At heart this essay questions the basis and nature of anthropology. This academic discipline is apparently caught up with a desire to be seen as a formal science – however “that anthropology is a science is a significant point of contention within the discipline”. Certainly within UCL there appears to a striving to prove anthropology’s objectivity. This is reflected in the seminar on discussion on “afterlife” which prompts this essay response.

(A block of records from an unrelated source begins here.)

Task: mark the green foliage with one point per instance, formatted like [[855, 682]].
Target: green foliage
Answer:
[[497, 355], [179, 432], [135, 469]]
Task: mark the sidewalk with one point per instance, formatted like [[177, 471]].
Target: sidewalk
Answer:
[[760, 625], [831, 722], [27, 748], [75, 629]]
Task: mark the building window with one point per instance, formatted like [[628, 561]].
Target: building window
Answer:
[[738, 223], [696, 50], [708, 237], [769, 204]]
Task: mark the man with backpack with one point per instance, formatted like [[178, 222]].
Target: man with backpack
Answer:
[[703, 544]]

The seminar appears to have commenced with a demand to disavow any belief in afterlife and to consign any non-materialist beliefs to the “observed” and presumably inferior races and civilisations.

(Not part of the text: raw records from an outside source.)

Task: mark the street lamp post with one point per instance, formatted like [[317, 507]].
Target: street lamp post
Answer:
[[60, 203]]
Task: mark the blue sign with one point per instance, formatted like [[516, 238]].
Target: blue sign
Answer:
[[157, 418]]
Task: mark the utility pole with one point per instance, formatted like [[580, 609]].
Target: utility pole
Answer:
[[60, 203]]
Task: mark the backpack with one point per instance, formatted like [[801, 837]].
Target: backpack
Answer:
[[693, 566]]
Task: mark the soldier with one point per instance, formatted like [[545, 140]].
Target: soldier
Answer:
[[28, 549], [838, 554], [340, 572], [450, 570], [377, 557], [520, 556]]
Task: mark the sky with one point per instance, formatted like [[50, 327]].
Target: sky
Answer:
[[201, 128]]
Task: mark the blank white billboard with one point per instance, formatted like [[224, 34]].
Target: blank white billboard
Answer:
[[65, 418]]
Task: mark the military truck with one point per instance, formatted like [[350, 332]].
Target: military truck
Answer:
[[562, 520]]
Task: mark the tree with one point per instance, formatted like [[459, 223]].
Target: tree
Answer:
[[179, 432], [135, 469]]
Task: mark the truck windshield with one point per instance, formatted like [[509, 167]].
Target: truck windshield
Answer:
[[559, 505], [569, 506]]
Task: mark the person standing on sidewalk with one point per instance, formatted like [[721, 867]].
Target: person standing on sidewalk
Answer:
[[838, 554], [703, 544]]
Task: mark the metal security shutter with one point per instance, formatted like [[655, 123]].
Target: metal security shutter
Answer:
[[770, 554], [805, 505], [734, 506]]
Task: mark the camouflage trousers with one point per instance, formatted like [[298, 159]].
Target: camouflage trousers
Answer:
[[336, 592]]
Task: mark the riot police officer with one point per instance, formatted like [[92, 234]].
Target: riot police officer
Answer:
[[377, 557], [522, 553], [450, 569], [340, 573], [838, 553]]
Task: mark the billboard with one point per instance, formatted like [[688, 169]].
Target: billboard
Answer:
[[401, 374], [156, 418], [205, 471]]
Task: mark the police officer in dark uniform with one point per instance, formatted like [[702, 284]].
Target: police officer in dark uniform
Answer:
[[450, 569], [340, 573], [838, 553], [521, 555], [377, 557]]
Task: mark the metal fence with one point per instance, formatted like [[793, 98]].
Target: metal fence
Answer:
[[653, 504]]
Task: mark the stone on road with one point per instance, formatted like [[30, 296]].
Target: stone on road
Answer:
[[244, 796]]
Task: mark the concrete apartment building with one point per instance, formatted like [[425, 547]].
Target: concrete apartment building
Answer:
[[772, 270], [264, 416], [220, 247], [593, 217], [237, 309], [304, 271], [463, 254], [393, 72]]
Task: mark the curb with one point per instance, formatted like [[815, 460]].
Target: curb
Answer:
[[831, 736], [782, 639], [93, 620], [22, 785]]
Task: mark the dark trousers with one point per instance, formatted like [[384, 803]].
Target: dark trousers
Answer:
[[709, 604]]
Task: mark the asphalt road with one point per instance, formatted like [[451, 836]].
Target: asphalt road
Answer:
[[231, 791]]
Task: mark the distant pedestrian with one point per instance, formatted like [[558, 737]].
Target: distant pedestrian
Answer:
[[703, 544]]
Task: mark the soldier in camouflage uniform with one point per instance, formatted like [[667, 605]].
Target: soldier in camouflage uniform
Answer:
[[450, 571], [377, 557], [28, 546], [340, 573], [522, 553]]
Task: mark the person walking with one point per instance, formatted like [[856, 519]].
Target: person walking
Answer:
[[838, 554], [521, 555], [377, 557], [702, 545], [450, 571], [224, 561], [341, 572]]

Cottam asserts that anthropology is a science – “firstly for its positioning within an ontology I call scientific, secondly for its commitment to objectivism”. The first half of this statement appears to be a statement of an axiom and the second to anchor the study of humans within objectivity.

The essay quotes Wallach and Schmidt (Repairing Plato’s Life Boat with Okham’s Razor) with their definition of scientific worldview comprising:

– The atomist hypothesis
– The mechanistic hypothesis
– The materialist hypothesis
– The time irreversibility hypothesis

The rest of the article questions the earlier assertion that anthropology is a science, essentially by attacking the latter time irreversibility hypothesis, which is a fundamental assumption of both mechanism and materialism. Anthropologists find many societies have a concept of co-existing linear and non-linear time , for instance “the two forms the Maya imposed on their past, historical time and cosmic time”. Essentially if existence transcends linear time then a fundamental tenet of the ontology of science is undermined. This leads to the essays’ eventual conclusion that there is a belief system operating within anthropology that wishes to suppress other beliefs – “we cannot presume an anthropological discussion of the afterlife to be apolitical”.

The essay might equally have made a significant evidence based challenge to each of the three other pillars of the scientific-materialist paradigm. However at heart it is pure logic that undermines any claim by anthropology to be a science. A study of man by man must always involve the subject with the object, and it has been proved within mathematics (Godel’s incompleteness theorem) and science (Heisenberg’s uncertainty principle) that because of an infinity of self-referential feedback loops that all “knowledge” is unprovable and can ultimately be traced back to an original axiom or belief.

As Douglas Hofstadter puts it (Godel Escher Bach) “By the way, in passing, it is interesting to note that all results essentially dependent on the fusion of subject and object have been limitative results. In addition to the limitative Theorums [eg Gödel’s Incompleteness Theorum], there is Heisenberg’s uncertainty principle, which says that measuring one quantity renders impossible the simultaneous measurement of a related quantity. I don’t know why all these results are limitative. Make of it what you will.”

Faith is at the core of all, and we would do well to step outside the edifice of thought that it gives birth to, and openly acknowledge our intrinsic beliefs. Atheist materialists simply start from that as an axiom (see above for the 4 hypotheses underlying the scientific worldview). Their dishonesty is to pretend that the resultant logic chain somehow proves the initial premise. Other great religions at least simply state their belief as just that – belief.